You are a CFO for a company that manufactures custom designed factory automation equipment. Each machine that you make is a contract for which the company had to compete in a bidding procedure. As a result, the gross margin for each contract varies; some have gross margins that are extremely high while others just barely cover manufacturing expenses.
The company tries to manage their profitability using gross margin. Historically, you have tried to keep the ratio of gross margin to operating expenses at 2.0. In order to help the factory managers manage the workflow, there is a board on the shop floor, which shows each contract with their associated costs and contract price. In this way the factory can make timely decisions on which contracts have priority.
You have been analyzing the financial numbers for the last few months and find that the company has been losing money over the period. Consequently, you have been using the company’s line of credit to keep operations going. You have discovered that if the trend continues you will max out the company’s line of credit shortly.

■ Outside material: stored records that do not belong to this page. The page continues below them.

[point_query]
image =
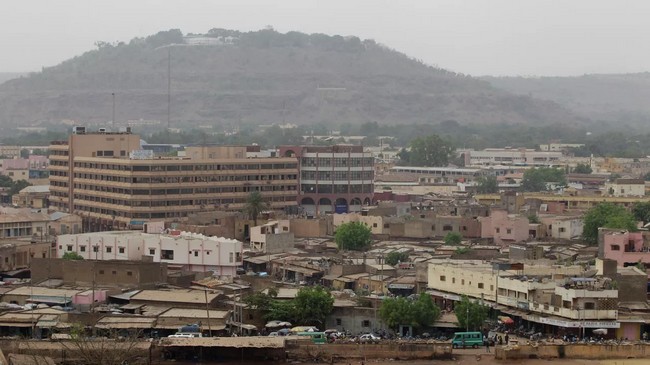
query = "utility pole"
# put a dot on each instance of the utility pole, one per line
(169, 91)
(207, 312)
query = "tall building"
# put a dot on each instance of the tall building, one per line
(106, 179)
(333, 178)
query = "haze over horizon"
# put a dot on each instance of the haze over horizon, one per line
(499, 37)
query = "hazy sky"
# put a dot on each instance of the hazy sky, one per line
(478, 37)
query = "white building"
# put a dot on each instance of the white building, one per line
(511, 156)
(180, 250)
(626, 187)
(535, 293)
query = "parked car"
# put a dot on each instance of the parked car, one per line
(369, 337)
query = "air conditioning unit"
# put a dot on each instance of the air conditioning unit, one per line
(78, 130)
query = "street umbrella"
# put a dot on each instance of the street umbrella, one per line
(506, 320)
(273, 324)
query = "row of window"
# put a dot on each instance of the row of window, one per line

You just received a phone call from the banker who also knows that the company is near the maximum amount allowed on the line of credit. He has asked when the bank might expect the company to start making payments to decrease the outstanding balance on your line of credit. You insure him that the company will break even this month and return to profitability next month.
When you go down to the factory floor you are contemplating what you can tell the manufacturing employees to help alleviate the financial situation. What changes to your operations can you make in the short term to turn things around by the end of the month?